LncRNA NNT-AS1 is upregulated in human CCA tissues and cell lines. A. Analysis of NNT-AS1 expression in TCGA database. B. Analysis of NNT-AS1 expression level in normal tissues and CCA tissues in TCGA-CHOL. Bars represent median NNT-AS1 level. C, D. Analysis of NNT-AS1 expression in 20-paired normal tissues and CCA tissues. E. Expression level of NNT-AS1 in normal intrahepatic biliary epithelial and CCA cell lines. *P<0.05, **P<0.01, Mean ± SD, unpaired Student’s t-test.
High expression of NNT-AS1 is positively associated with clinical malignant and poor prognosis in CCA patients
We further performed in situ hybridization (ISH) analysis to explore the expression of NNT-AS1 in CCA tissues and non-tumor control tissues (Figure 2A and 2B). We found that NNT-AS1 expression was significantly higher in CCA tissues compared with that in paired normal bile duct tissues. Furthermore, high expression of NNT-AS1 was positively correlated with metastasis, vascular invasion and poor histological differentiation (Figure 2C-E).
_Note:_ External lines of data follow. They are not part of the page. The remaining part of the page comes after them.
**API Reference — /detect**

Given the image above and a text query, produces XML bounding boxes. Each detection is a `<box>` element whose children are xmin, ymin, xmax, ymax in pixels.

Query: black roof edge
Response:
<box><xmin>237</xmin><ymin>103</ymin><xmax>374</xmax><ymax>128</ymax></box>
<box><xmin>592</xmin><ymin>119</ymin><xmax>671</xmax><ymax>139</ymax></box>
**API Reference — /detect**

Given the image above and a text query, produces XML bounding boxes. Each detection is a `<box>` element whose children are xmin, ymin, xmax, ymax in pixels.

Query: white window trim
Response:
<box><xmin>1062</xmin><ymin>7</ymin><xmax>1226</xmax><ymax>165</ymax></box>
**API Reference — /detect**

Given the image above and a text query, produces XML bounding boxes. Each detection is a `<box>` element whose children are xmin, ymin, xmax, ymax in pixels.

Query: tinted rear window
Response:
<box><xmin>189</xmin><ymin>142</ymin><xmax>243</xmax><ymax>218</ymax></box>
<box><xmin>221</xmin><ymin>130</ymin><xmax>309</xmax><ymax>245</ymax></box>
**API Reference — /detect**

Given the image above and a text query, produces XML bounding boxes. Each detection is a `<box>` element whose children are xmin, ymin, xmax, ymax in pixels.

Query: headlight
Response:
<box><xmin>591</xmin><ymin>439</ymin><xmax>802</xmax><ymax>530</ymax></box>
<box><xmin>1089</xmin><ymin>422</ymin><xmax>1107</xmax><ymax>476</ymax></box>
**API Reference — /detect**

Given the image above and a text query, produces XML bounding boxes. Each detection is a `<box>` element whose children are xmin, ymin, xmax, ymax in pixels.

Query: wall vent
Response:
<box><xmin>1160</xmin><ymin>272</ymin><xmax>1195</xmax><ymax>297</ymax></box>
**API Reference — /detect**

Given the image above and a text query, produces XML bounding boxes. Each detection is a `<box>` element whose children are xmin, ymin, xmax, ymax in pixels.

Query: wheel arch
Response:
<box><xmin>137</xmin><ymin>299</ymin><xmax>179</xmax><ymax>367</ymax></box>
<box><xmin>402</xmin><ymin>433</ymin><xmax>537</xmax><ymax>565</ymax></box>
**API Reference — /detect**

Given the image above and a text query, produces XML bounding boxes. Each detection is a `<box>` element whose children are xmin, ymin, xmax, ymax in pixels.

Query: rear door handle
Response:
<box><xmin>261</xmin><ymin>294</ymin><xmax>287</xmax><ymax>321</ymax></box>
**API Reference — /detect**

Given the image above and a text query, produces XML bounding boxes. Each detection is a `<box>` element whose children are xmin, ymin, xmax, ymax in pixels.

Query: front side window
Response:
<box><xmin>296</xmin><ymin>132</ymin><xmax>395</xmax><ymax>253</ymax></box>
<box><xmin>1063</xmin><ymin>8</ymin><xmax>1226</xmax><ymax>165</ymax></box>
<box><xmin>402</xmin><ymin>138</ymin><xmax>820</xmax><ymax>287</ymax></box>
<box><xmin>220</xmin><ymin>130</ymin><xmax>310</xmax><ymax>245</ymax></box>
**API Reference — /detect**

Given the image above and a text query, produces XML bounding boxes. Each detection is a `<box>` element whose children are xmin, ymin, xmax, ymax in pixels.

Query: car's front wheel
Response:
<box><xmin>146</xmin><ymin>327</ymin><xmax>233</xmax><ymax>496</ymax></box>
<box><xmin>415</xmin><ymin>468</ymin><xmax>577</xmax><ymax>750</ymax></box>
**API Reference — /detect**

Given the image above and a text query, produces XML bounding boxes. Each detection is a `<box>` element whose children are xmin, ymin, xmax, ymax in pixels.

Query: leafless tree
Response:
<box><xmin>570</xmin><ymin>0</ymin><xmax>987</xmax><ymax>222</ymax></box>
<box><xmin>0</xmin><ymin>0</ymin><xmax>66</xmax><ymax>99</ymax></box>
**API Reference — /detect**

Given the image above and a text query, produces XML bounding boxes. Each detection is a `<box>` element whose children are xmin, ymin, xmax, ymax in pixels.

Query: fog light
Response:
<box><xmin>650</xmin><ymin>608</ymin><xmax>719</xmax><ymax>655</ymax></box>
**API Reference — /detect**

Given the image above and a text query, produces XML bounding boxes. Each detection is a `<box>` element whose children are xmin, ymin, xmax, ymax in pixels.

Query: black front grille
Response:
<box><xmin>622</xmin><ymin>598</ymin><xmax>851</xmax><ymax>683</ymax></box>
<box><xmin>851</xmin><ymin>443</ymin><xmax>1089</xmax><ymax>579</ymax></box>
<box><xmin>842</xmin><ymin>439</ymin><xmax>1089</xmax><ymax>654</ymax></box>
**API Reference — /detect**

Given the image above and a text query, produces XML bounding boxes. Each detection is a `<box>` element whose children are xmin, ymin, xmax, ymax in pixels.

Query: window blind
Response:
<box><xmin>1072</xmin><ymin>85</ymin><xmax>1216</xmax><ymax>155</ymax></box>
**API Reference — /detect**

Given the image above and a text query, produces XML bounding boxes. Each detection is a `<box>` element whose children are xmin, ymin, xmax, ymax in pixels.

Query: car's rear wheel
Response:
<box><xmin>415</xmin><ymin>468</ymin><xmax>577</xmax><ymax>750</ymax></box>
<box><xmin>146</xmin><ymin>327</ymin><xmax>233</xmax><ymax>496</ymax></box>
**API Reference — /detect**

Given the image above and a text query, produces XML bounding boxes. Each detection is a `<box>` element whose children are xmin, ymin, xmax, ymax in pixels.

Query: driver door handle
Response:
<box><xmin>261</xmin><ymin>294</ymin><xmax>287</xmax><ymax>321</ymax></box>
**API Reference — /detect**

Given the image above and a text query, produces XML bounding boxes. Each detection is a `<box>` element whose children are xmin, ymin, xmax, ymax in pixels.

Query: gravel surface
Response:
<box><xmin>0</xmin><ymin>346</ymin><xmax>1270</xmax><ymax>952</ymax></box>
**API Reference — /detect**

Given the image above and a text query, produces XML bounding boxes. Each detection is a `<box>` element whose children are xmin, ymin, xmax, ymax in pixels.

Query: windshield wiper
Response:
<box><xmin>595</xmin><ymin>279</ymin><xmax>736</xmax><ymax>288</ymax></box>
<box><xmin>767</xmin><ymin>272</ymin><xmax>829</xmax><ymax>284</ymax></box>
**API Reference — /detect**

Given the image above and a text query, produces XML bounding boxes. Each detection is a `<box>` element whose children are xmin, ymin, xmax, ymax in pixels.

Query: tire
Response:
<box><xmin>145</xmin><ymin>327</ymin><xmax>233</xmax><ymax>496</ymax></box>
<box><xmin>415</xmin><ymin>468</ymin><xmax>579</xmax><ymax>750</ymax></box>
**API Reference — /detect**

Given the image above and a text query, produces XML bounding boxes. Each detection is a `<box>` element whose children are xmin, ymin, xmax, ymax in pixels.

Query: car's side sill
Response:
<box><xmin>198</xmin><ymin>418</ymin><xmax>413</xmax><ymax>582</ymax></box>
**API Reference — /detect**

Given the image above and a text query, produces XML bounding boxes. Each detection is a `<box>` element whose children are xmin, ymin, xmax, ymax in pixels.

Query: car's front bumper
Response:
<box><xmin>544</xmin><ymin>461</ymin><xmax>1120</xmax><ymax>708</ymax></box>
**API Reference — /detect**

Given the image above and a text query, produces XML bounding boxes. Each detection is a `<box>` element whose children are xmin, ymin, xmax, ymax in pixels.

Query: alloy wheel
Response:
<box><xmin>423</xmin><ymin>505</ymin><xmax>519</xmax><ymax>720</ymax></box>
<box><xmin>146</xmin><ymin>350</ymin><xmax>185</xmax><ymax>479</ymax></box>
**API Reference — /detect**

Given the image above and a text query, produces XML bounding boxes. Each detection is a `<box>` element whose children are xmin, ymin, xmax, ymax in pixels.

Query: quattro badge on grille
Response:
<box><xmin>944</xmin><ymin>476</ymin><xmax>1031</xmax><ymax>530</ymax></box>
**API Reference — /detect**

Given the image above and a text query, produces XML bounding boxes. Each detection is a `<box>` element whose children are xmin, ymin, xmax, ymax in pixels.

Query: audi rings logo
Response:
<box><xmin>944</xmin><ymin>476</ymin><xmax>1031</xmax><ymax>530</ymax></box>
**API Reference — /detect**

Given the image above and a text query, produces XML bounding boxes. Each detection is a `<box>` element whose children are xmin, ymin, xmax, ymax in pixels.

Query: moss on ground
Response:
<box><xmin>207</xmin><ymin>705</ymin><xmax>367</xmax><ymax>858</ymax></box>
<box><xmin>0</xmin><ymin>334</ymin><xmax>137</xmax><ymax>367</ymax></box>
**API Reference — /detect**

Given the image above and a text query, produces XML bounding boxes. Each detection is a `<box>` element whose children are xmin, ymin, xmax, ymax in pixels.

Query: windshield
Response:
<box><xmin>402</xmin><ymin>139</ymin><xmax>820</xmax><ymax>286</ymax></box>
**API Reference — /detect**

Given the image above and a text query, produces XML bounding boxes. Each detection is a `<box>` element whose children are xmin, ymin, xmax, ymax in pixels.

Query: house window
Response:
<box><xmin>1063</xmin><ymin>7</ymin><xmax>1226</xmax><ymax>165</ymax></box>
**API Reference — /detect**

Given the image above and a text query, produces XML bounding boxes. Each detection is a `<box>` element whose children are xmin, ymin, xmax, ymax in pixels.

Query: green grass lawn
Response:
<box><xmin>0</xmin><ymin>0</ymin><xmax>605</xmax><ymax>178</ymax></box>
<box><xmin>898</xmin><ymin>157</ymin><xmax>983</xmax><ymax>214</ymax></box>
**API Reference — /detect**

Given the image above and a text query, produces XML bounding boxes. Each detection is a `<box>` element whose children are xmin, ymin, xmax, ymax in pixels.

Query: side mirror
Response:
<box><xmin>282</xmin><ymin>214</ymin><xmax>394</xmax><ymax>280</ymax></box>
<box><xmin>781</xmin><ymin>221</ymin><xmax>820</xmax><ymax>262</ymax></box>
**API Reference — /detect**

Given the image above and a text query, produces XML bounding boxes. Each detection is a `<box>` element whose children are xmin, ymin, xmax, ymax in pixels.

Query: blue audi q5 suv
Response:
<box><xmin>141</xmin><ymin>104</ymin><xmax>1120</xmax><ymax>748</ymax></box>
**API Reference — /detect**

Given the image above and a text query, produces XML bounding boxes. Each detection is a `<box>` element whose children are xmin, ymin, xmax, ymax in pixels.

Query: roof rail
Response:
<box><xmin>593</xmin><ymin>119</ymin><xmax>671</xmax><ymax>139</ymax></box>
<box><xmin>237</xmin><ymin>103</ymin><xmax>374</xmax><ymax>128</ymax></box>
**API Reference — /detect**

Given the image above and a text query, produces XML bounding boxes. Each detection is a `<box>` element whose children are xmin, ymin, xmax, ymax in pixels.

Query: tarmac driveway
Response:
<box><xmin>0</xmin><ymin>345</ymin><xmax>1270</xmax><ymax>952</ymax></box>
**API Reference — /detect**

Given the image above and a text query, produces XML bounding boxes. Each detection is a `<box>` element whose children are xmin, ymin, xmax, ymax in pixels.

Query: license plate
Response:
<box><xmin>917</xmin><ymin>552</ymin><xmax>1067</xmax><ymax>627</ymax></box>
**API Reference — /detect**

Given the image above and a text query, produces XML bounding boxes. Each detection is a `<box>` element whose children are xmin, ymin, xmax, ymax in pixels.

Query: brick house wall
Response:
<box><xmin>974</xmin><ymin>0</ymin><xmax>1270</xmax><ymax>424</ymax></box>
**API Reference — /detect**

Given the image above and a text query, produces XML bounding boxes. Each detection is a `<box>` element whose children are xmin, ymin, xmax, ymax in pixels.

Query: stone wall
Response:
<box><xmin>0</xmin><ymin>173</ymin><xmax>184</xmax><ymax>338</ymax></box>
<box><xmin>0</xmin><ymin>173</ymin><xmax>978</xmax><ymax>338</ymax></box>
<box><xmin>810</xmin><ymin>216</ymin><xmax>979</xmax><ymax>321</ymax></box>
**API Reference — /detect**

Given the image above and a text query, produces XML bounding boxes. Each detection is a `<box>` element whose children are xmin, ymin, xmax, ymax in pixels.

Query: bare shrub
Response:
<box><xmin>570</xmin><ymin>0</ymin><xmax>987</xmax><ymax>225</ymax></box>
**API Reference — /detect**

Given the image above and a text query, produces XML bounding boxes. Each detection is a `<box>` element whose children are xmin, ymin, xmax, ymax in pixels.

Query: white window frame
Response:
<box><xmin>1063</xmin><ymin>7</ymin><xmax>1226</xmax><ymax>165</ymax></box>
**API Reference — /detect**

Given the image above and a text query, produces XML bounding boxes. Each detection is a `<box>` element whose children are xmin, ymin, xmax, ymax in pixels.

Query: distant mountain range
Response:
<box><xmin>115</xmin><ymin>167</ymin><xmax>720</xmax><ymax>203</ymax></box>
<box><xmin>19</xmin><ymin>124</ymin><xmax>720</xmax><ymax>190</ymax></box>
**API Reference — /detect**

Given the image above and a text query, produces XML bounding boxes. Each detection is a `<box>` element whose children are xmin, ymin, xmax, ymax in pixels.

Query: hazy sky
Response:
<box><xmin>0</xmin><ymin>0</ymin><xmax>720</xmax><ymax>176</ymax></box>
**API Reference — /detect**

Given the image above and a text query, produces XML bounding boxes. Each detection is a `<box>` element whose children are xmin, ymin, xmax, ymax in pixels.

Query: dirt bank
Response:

Kaplan-Meier analysis indicated CCA patients with higher NNT-AS1 level had significantly worse overall survival (OS) or disease-free survival (DFS) rate than those with a lower NNT-AS1 level (Figure 2F and 2G).
Figure 2.
High expression of NNT-AS1 is positively associated with clinical malignant and poor prognosis in CCA patients. A. Representative ISH staining of NNT-AS1 (left panel) and the quantification of NNT-AS1 ISH staining scores in CCA tissues and corresponding non-tumor tissues. B. Representative pictures of NNT-AS1 expression with different staining scores in CCA tissues. C-E. Analysis the association between NNT-AS1 expression and metastasis, vascular invasion and histological differentiation. F, G. The overall survival and disease free survival were analyzed by Kaplan-Meier analysis, according to NNT-AS1 expression levels. *P<0.05, **P<0.01, Mean ± SD, unpaired Student’s t-test or Kaplan Meier analysis.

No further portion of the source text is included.